The number of refugees heading north to Canada is increasing, but it’s not a new phenomenon. U.S. border patrol officials say they’ve seen increasing traffic since about 2010. Somali native Liibaan Ali said he crossed the border in the winter of 2010, but he didn’t walk. After coming to the U.S. in 2001, Ali said he was granted Temporary Protected Status and given a work permit. He got a job, married and had a daughter.

Then in 2010, his protected status and work permit were revoked. He traveled to Minneapolis, where a friend told him he knew people were paying truckers for a ride across the border. So Ali went to a rest area near Minneapolis where he said he found a truck driver willing to smuggle him across the border.

“And he say like, ‘How much you gonna pay me?’ And I was like, ‘How much you want?’ He was like, $2,000. At that time I had in my pocket like $1,800.”

After negotiating a $1,700 payment, Ali said the next morning he crawled into the sleeper of an 18-wheeler. He was nervous about the border crossing, but said the trucker reassured him.

“He said, ‘Canadian border, as long as they don’t suspect something, they not going to come inside your truck. They gonna scan your trailer, but they not going to come inside your truck.’ And I was like, ‘That’s cool.’ I know that’s illegal, but I don’t have no other choice at that time.”

After two tries, Ali said he was granted refugee status in Winnipeg.
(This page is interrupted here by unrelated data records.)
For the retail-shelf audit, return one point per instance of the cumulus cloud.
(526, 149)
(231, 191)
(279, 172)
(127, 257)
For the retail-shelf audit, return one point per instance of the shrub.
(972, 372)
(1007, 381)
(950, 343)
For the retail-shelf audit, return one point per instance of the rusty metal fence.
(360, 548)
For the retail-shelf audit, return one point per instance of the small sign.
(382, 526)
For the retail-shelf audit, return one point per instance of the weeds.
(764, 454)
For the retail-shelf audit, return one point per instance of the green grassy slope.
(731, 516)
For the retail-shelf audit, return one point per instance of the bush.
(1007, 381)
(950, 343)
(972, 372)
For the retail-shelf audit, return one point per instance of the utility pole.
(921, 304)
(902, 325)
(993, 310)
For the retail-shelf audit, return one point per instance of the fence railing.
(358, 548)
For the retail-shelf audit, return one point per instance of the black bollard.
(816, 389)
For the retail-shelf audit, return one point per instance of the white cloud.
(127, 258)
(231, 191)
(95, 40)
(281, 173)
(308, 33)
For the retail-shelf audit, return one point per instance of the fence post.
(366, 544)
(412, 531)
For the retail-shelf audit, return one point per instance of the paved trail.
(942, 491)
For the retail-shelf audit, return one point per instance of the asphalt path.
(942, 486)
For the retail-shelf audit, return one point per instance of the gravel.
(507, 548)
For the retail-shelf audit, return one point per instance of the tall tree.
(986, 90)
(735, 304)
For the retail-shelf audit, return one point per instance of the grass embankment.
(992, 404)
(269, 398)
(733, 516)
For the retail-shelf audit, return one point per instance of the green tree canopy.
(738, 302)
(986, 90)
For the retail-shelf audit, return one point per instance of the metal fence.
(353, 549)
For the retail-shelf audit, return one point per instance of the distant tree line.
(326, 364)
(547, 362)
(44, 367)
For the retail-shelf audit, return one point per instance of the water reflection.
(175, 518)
He’s since been reunited with his wife and his daughter, who is an American citizen.

He’s very happy he took the risk to come to Canada as he watches the current battle over immigration in the U.S.

“People in Winnipeg, they are so friendly, they are so nice and sweet people. We don’t have that kind of Islamophobia.”

Many of the refugees who cross into Canada illegally end up at the Manitoba Interfaith Immigration Council. It’s the only program that provides legal assistance for refugees seeking asylum. They also find housing and get refugees signed up for government financial assistance programs.

Up until this winter, the group had funding for one staff person who handled 50 to 60 refugee cases a year. Now they might get 20 cases on a single weekend, said Executive Director Rita Chahal.

From last April until mid-February, the organization has assisted more than 325 refugees who illegally crossed the international border.

Chahal has borrowed staff from other programs to help, but she’s not sure the current pace is sustainable.

“This particular program and the services we provide are not funded by any level of government. So we have to rely very heavily on private donations.” Chahal sees no sign the influx of refugees will slow.

“Given the general trends,” she said, “we think this will continue. We think as the weather gets warmer, we may see more people coming through the Emerson border.”

While some Canadian politicians think the flow of refugees needs to be better controlled, Chahal said her nonprofit stays out of politics and keeps its focus on helping people.

“I think we have to always remember,” she said, “that it’s a human behind each number and each file.”